The data, once collected, was plugged into the city's computers and will be used to create a master management plan which will analyze "the city's tree population and provide recommendations for expanding and improving the health, safety and appearance of the forest," according to Nickels.
"Trees are the only piece of city infrastructure that increase in value as they age - this is, if they are properly maintained," Nickels wrote.
The computer program, TreeWorks, displays a cluster of dots which can be individually clicked and selected to represent one tree, or the data can be organized according to category. On the monetary value spectrum, the list ranges from a smattering of $0 trees to the more standard $100-$1,000 range, all the way up to the $22,700 tree in front of city hall.

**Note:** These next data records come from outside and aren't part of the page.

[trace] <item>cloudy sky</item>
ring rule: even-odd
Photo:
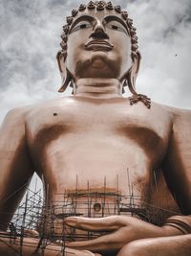
[[[191,108],[191,1],[114,2],[138,28],[142,55],[138,91],[155,102]],[[80,3],[0,1],[0,123],[12,107],[60,97],[59,35],[65,16]]]

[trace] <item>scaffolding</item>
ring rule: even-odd
[[[78,231],[65,224],[65,219],[71,216],[102,218],[114,215],[136,217],[147,222],[159,224],[166,209],[156,207],[143,200],[144,197],[134,194],[133,185],[128,175],[127,195],[118,190],[117,176],[116,189],[107,189],[104,178],[102,191],[94,191],[87,181],[87,189],[78,189],[77,177],[74,191],[65,191],[55,195],[58,200],[48,200],[48,189],[45,197],[41,190],[27,189],[25,200],[18,207],[7,232],[0,232],[0,242],[8,246],[17,244],[18,255],[23,255],[23,246],[34,246],[35,251],[55,249],[57,255],[65,255],[65,243],[90,240],[103,235],[103,232]],[[176,215],[176,212],[169,212]],[[25,238],[35,238],[36,244],[26,242]],[[70,253],[70,252],[67,252]]]

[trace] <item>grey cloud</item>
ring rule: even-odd
[[[1,1],[0,120],[14,106],[59,97],[55,54],[61,27],[81,2]],[[190,0],[114,2],[128,10],[138,28],[142,55],[138,90],[190,108]]]

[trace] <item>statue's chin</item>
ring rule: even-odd
[[[103,69],[107,66],[107,53],[95,52],[92,53],[90,58],[91,66],[95,69]]]

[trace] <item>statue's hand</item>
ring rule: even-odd
[[[94,240],[66,243],[66,246],[71,248],[88,249],[99,253],[118,251],[124,244],[138,239],[173,235],[168,227],[156,226],[127,216],[97,219],[69,217],[66,219],[66,224],[81,230],[108,232]]]

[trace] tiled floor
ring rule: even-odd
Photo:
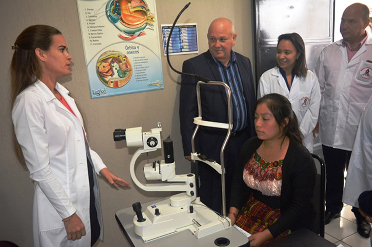
[[[361,237],[357,232],[357,223],[351,206],[345,205],[341,217],[334,219],[325,226],[325,238],[345,247],[371,247],[370,239]]]

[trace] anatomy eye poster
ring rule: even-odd
[[[92,98],[164,89],[155,0],[77,0]]]

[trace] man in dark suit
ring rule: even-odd
[[[240,148],[248,138],[255,135],[254,111],[256,102],[251,62],[232,51],[236,34],[230,20],[214,20],[208,30],[209,50],[184,62],[183,72],[195,74],[212,81],[223,81],[230,87],[233,108],[233,133],[225,151],[226,192],[229,208],[231,181]],[[180,99],[180,119],[185,158],[190,160],[191,138],[197,117],[196,86],[197,81],[182,75]],[[228,122],[227,97],[223,87],[203,85],[200,87],[203,120]],[[197,153],[206,155],[220,164],[221,147],[226,129],[201,126],[195,144]],[[199,195],[201,201],[211,209],[221,211],[221,176],[206,164],[199,164]]]

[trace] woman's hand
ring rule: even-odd
[[[70,216],[68,218],[70,217],[70,220],[64,222],[66,232],[67,234],[67,239],[69,240],[80,239],[86,234],[84,224],[76,213],[72,217]]]
[[[227,214],[227,218],[231,220],[231,225],[235,224],[236,221],[236,216],[238,215],[239,210],[235,207],[230,207],[230,210]]]
[[[125,187],[129,186],[130,184],[122,179],[116,177],[115,174],[111,173],[107,168],[103,168],[99,171],[99,174],[107,180],[107,181],[112,186],[117,187],[119,186]]]
[[[232,226],[233,226],[235,224],[235,221],[236,221],[236,220],[235,219],[235,215],[234,215],[232,213],[229,213],[227,215],[227,218],[228,218],[229,219],[230,219],[231,220],[231,225]]]
[[[263,232],[255,233],[249,238],[251,247],[261,246],[265,242],[273,238],[271,233],[268,229]]]

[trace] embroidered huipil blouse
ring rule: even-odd
[[[243,180],[249,187],[265,195],[280,196],[282,164],[283,160],[267,162],[256,151],[245,165]]]

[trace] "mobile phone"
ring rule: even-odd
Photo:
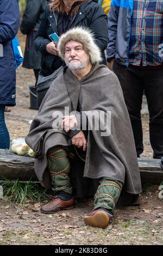
[[[49,35],[49,38],[53,42],[59,42],[59,36],[56,33],[53,33],[53,34]]]

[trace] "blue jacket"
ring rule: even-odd
[[[11,40],[17,34],[19,16],[18,0],[0,0],[0,104],[8,106],[15,105],[15,62]]]
[[[134,0],[112,0],[108,15],[107,59],[128,65]]]

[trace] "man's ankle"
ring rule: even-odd
[[[71,200],[73,198],[73,196],[71,194],[68,194],[68,193],[67,193],[65,191],[58,192],[56,193],[55,196],[57,197],[60,198],[63,201],[69,201],[69,200]]]

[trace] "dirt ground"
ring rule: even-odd
[[[24,37],[20,40],[23,48]],[[16,106],[5,113],[11,140],[26,136],[28,122],[37,113],[29,108],[28,86],[34,82],[32,70],[17,69]],[[142,119],[142,156],[151,157],[148,116]],[[140,206],[117,208],[112,223],[105,229],[86,227],[83,222],[92,210],[92,199],[77,202],[73,209],[54,215],[40,212],[45,202],[34,205],[27,202],[17,211],[17,206],[0,199],[0,245],[162,245],[163,199],[159,198],[159,185],[147,187],[140,196]]]

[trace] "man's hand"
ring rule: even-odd
[[[75,115],[65,115],[62,117],[62,121],[61,127],[66,132],[69,132],[70,130],[74,127],[78,126],[77,120]]]
[[[57,44],[54,42],[49,42],[47,44],[46,46],[46,49],[47,51],[52,55],[55,55],[56,56],[58,56],[58,51],[57,51]]]
[[[82,131],[80,131],[72,138],[72,144],[74,146],[77,147],[77,148],[82,148],[83,147],[83,150],[86,150],[86,140]]]
[[[112,60],[110,62],[110,70],[112,70],[112,66],[113,66],[114,62],[115,62],[115,58],[112,59]]]

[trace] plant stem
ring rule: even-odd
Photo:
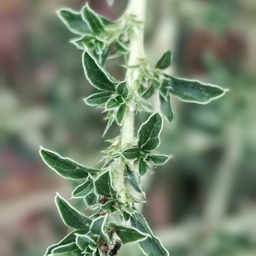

"One of the things that this software does is assign a value to each tree," city planner Stephanie Queen explained. "There's an industry standard, accepted way of coming up with a dollar amount of trees. And by collecting all of this information, we now have that."
This can help the city in several ways, Queen and Nickel said.
"Should we have a natural disaster and part of all of our forest is destroyed," Nickel supposed, "FEMA can take the inventory data and tree value and provide funds for replanting the forest."
Parks and Recreation Director Andrew Carmichael pointed out that if a drunk driver were to hit and destroy a tree on city property, the information could help determine how much the driver would have to reimburse the city depending on "how much we might have paid for a tree if we had a construction project as opposed to that 14-inch (wide) spruce that might have grown for the last 50 years."
Queen stated that this new handheld GPS technology brought to the city via the grant can, and will, be used for other endeavors as well.
"This is something that we'll be able to use beyond the trees," she said. "We'll be able to go collect information on storm drains and manholes and use this throughout many of the departments."
Flott, the arborist from Spokane who speaks for the trees, is currently preparing a draft master plan which will make recommendations based on the data on how the city might be able to better manage its arboreal infrastructure.